A ação ajuizada em Chapecó chama a atenção por alguns fatos curiosos. O primeiro deles é o repentino interesse do ex-prefeito da cidade pela venda da Eldorado, que ocorreu em há seis anos. Embora a transação tenha ficado pública em 2017, Buligon resolveu se manifestar sobre o caso somente em maio deste ano – coincidentemente algumas semanas após seu aliado político Gelson Merísio ter sido eleito membro independente do Conselho de Administração da JBS. Quando era prefeito, Buligon não mediu esforços para eleger Merísio na campanha para o governo de Santa Catarina, em 2018. O apoio pode ser comprovado por gravações de vídeos e participações em comícios, registrados na mídia e nas redes sociais.

O segundo fato que chama a atenção é a ata notarial que deu suporte para o processo instaurado pelo ex-prefeito.  O documento foi produzido por Valdir Crestani, um empresário de Santa Catarina e também doador das campanhas de Buligon e de Merísio, segundo registros do TSE. Crestani alega na ata ter ficado sabendo que representantes da Paper Excellence teriam ido à região de Santa Catarina com a intenção de sondar agricultores locais para negociar terras. Ele, porém, não apresenta contratos, registros e nem mesmo nomes dos representantes da multinacional ou proprietários das terras que teriam sido abordados.

Outro fato intrigante é que o ex-prefeito de Chapecó juntou nos autos um documento privado direcionado à Eldorado pelo Incra, no qual a autarquia questiona detalhes das terras de propriedade da empresa após uma ‘denúncia anônima’. Por não ser público, tal documento só pode ter chegado às mãos do ex-prefeito pelo Incra ou pelos seus contatos na empresa dos Batista.

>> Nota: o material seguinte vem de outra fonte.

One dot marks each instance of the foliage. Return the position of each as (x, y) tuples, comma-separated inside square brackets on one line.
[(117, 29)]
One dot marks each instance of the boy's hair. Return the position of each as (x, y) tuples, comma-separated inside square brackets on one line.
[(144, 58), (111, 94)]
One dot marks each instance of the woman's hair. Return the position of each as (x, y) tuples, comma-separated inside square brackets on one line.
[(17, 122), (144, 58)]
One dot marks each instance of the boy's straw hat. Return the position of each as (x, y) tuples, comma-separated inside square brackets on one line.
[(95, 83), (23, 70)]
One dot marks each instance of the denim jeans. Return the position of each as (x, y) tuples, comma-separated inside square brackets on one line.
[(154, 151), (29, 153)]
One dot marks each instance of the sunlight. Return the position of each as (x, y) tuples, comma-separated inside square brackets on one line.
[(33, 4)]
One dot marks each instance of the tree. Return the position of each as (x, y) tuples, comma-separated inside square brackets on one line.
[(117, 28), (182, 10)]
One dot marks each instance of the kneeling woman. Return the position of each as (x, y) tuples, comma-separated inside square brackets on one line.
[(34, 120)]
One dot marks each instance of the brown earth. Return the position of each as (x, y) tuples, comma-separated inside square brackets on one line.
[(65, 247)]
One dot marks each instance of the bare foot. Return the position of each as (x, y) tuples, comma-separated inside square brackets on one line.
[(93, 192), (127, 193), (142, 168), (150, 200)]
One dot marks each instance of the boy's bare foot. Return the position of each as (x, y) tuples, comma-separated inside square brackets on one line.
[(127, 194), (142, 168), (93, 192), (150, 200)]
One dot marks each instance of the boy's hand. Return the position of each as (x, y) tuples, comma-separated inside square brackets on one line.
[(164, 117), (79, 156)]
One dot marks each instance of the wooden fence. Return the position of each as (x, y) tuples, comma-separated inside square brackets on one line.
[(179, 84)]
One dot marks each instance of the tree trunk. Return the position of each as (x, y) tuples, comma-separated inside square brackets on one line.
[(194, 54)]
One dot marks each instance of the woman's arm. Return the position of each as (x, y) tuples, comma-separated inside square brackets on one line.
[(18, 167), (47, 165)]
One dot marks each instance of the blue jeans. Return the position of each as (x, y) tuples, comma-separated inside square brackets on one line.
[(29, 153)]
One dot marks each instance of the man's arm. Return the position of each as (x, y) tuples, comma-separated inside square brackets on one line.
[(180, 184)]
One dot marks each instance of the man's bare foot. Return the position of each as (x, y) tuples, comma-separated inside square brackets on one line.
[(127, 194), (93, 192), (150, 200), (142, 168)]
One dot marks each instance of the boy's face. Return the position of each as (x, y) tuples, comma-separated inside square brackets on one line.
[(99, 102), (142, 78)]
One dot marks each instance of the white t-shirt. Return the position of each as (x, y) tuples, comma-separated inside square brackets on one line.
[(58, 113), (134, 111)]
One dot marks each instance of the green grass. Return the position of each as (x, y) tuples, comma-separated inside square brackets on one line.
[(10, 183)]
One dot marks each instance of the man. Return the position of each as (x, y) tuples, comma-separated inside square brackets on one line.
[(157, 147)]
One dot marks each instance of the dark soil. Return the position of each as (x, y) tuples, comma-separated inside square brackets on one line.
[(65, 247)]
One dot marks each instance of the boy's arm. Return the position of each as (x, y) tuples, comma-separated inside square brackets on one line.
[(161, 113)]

Diante da manifestação do Incra no processo, é pouco provável que a autarquia tenha contribuído com Buligon na ação popular, já que é acusada de omissão perante a negociação da Eldorado. Em sua defesa, o Incra esclarece nos autos que está acompanhando a transação e que compete somente a ele providenciar qualquer adequação caso seja necessário.

Já União, também alvo do ex-prefeito no processo, alega que a ação popular não demonstrou “a necessidade nem a utilidade da tutela pretendida” e que até o momento, não se tem notícia de que efetivamente tenha havido a transferência do controle acionário para a Paper, não havendo, portanto, qualquer ilegalidade.

A reportagem ouviu cinco especialistas em Direito Societário e todos defendem que a ação popular não poderia ter sido usada como instrumento para anular um negócio privado entre duas empresas, sem qualquer relação com o patrimônio público ou ameaça à soberania nacional.

A decisão do tribunal arbitral e do TJSP, a transferência da Eldorado está suspensa desde julho por uma tutela de urgência concedida pelo TRF-4 (Tribunal Regional Federal da 4ª Região), que atendeu os pedidos dessa ação popular.

Para Godoy Bueno, as ações provocadas pela OAB, assim como as ações movidas pelo ex-prefeito de Chapecó, Luciano Buligon e pela FETAGRI/MS, parecem ser muito mais um movimento político do que genuinamente jurídico.